La cyberwar per Israele e gli Usa è una scelta alternativa ad azioni più muscolose, che pure ci sono. Sabotaggi, esplosioni nelle basi, uccisioni di scienziati hanno segnato il confronto con Teheran. E temendo i rischi di un’opzione militare su larga scala – peraltro sempre sul tavolo – i due alleati si sono affidati ai “virus”. Con risultati altalenanti. Ma se gli episodi si ripetono con una certa frequenza significa che sono convinti del loro peso.

È una guerra d’usura, per costringere l’avversario a disperdere energie e a parare la tattica dei “mille tagli”. Non un fendente ma un insieme di colpi. E le contromosse attuate dall’Iran dimostrano che la minaccia non è sottovalutata.

Teheran avrebbe stanziato circa un miliardo di dollari per proteggersi dalle incursioni nemiche. Denaro gestito dal “Consiglio supremo”, organismo creato ad hoc per coordinare le difese e una serie di entità con personale ben addestrato, pescato nelle università e tra le forze armate. Diverse le sigle, con implicazioni militari ma anche di ordine pubblico per tenere d’occhio il Paese nei momenti di tensione. Sono attivi il Centro ricerche per le telecomunicazioni, l’Ufficio per la cooperazione tecnologica, il Comando Cyber legato al ministero della Difesa, l’unità speciale dei pasdaran, quella della polizia e il Consiglio per il ciberspazio dei Basij, la milizia dei duri e puri.

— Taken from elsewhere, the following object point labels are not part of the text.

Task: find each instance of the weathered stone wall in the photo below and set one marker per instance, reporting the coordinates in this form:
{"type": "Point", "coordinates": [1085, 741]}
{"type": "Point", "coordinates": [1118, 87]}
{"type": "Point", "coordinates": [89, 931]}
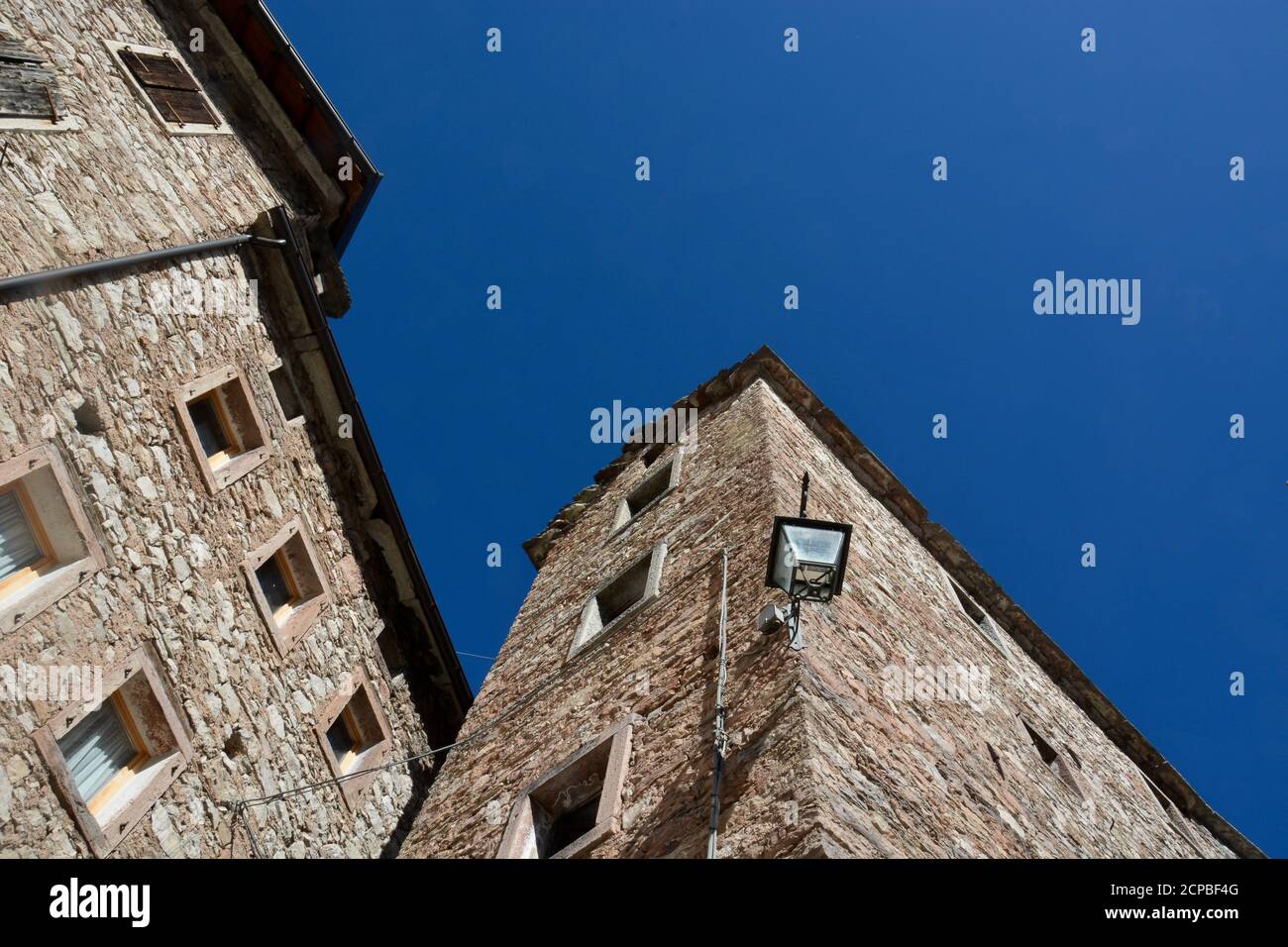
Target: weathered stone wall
{"type": "Point", "coordinates": [914, 777]}
{"type": "Point", "coordinates": [822, 763]}
{"type": "Point", "coordinates": [115, 350]}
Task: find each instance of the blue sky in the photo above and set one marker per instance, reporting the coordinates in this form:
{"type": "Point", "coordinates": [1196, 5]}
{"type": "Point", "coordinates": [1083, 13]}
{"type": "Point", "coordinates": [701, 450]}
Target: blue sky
{"type": "Point", "coordinates": [915, 296]}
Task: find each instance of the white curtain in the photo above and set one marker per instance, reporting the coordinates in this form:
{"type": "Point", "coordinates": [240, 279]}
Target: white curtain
{"type": "Point", "coordinates": [97, 749]}
{"type": "Point", "coordinates": [18, 547]}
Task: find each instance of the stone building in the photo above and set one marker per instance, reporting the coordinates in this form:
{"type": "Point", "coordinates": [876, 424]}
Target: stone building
{"type": "Point", "coordinates": [206, 590]}
{"type": "Point", "coordinates": [593, 732]}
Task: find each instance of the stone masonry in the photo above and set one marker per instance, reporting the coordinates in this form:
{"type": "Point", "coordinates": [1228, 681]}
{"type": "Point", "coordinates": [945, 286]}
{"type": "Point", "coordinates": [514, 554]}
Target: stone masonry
{"type": "Point", "coordinates": [88, 369]}
{"type": "Point", "coordinates": [823, 761]}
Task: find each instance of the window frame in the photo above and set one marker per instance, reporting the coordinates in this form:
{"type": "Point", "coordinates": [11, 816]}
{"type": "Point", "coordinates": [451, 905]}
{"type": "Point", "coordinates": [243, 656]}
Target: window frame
{"type": "Point", "coordinates": [623, 518]}
{"type": "Point", "coordinates": [519, 830]}
{"type": "Point", "coordinates": [372, 750]}
{"type": "Point", "coordinates": [54, 579]}
{"type": "Point", "coordinates": [116, 48]}
{"type": "Point", "coordinates": [297, 420]}
{"type": "Point", "coordinates": [305, 612]}
{"type": "Point", "coordinates": [38, 62]}
{"type": "Point", "coordinates": [16, 579]}
{"type": "Point", "coordinates": [584, 642]}
{"type": "Point", "coordinates": [104, 795]}
{"type": "Point", "coordinates": [159, 772]}
{"type": "Point", "coordinates": [282, 612]}
{"type": "Point", "coordinates": [248, 458]}
{"type": "Point", "coordinates": [235, 449]}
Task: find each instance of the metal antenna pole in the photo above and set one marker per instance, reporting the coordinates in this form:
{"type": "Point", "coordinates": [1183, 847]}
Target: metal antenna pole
{"type": "Point", "coordinates": [721, 737]}
{"type": "Point", "coordinates": [794, 620]}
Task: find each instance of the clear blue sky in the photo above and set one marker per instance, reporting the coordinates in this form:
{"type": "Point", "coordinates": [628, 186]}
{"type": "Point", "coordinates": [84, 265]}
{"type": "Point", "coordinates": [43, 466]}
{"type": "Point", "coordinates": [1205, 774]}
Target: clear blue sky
{"type": "Point", "coordinates": [814, 169]}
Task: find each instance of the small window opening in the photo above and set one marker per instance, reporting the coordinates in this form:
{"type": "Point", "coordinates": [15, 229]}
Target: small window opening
{"type": "Point", "coordinates": [88, 419]}
{"type": "Point", "coordinates": [1055, 762]}
{"type": "Point", "coordinates": [622, 592]}
{"type": "Point", "coordinates": [278, 585]}
{"type": "Point", "coordinates": [353, 732]}
{"type": "Point", "coordinates": [25, 549]}
{"type": "Point", "coordinates": [649, 489]}
{"type": "Point", "coordinates": [103, 753]}
{"type": "Point", "coordinates": [638, 583]}
{"type": "Point", "coordinates": [979, 617]}
{"type": "Point", "coordinates": [997, 761]}
{"type": "Point", "coordinates": [391, 651]}
{"type": "Point", "coordinates": [214, 428]}
{"type": "Point", "coordinates": [287, 398]}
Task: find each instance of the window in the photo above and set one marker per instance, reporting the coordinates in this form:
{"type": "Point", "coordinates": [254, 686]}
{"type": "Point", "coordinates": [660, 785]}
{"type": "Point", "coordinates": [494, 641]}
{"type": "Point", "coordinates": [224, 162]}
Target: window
{"type": "Point", "coordinates": [574, 808]}
{"type": "Point", "coordinates": [355, 735]}
{"type": "Point", "coordinates": [279, 589]}
{"type": "Point", "coordinates": [29, 91]}
{"type": "Point", "coordinates": [1056, 763]}
{"type": "Point", "coordinates": [168, 90]}
{"type": "Point", "coordinates": [48, 547]}
{"type": "Point", "coordinates": [114, 758]}
{"type": "Point", "coordinates": [103, 753]}
{"type": "Point", "coordinates": [657, 484]}
{"type": "Point", "coordinates": [222, 425]}
{"type": "Point", "coordinates": [288, 585]}
{"type": "Point", "coordinates": [346, 740]}
{"type": "Point", "coordinates": [25, 551]}
{"type": "Point", "coordinates": [978, 617]}
{"type": "Point", "coordinates": [1175, 815]}
{"type": "Point", "coordinates": [632, 589]}
{"type": "Point", "coordinates": [287, 395]}
{"type": "Point", "coordinates": [391, 652]}
{"type": "Point", "coordinates": [214, 429]}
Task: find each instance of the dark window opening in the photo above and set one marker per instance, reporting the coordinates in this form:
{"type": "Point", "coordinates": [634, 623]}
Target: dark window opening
{"type": "Point", "coordinates": [168, 88]}
{"type": "Point", "coordinates": [391, 651]}
{"type": "Point", "coordinates": [623, 591]}
{"type": "Point", "coordinates": [275, 585]}
{"type": "Point", "coordinates": [286, 394]}
{"type": "Point", "coordinates": [342, 738]}
{"type": "Point", "coordinates": [27, 89]}
{"type": "Point", "coordinates": [1055, 762]}
{"type": "Point", "coordinates": [997, 761]}
{"type": "Point", "coordinates": [574, 825]}
{"type": "Point", "coordinates": [649, 489]}
{"type": "Point", "coordinates": [210, 427]}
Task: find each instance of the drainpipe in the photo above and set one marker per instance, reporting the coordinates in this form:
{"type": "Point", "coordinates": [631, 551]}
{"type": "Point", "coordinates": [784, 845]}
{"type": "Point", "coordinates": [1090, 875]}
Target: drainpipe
{"type": "Point", "coordinates": [48, 275]}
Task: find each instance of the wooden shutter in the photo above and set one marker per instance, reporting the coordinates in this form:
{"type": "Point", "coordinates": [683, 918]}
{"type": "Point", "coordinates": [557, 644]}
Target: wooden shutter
{"type": "Point", "coordinates": [27, 89]}
{"type": "Point", "coordinates": [167, 85]}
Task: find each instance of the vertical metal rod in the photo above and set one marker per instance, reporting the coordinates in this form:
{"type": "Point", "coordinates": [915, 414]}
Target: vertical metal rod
{"type": "Point", "coordinates": [720, 712]}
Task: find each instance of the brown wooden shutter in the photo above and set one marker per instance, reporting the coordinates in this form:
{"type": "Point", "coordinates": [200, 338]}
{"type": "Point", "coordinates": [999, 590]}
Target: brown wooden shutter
{"type": "Point", "coordinates": [27, 89]}
{"type": "Point", "coordinates": [168, 86]}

Manganellano nelle strade, “randellano” su Internet con azioni di propaganda a sostegno della Repubblica islamica. Interessante anche la mobilitazione di hacker, come il Team Ashiyane, impiegato nel portare scompiglio nel terreno avversario. E la mobilitazione ha avuto sbocchi immediati.

L’Iran, infatti, ha reagito prendendo di mira l’Arabia Saudita e Paesi occidentali. Inoltre ha garantito le proprie conoscenze tecniche all’alleato siriano impegnato a contenere la rivolta popolare. Azioni sono state segnalate, nel 2011, in Olanda. Quindi nell’estate 2012 un virus – noto come Shamoo – ha infettato i computer della compagnia petrolifera saudita Aramco e di una del gas in Qatar. Operazioni rivendicate dal fantomatico gruppo “Giustizia della spada tagliente” e presentate come una ritorsione per la repressione degli sciiti. In settembre l’offensiva ha coinvolto tra le più importanti banche d’America. In alcuni casi gli “scudi” hanno funzionato, in altri sono stati perforati. Un segnale evidente di come la cyberwar sia entrata in una nuova fase.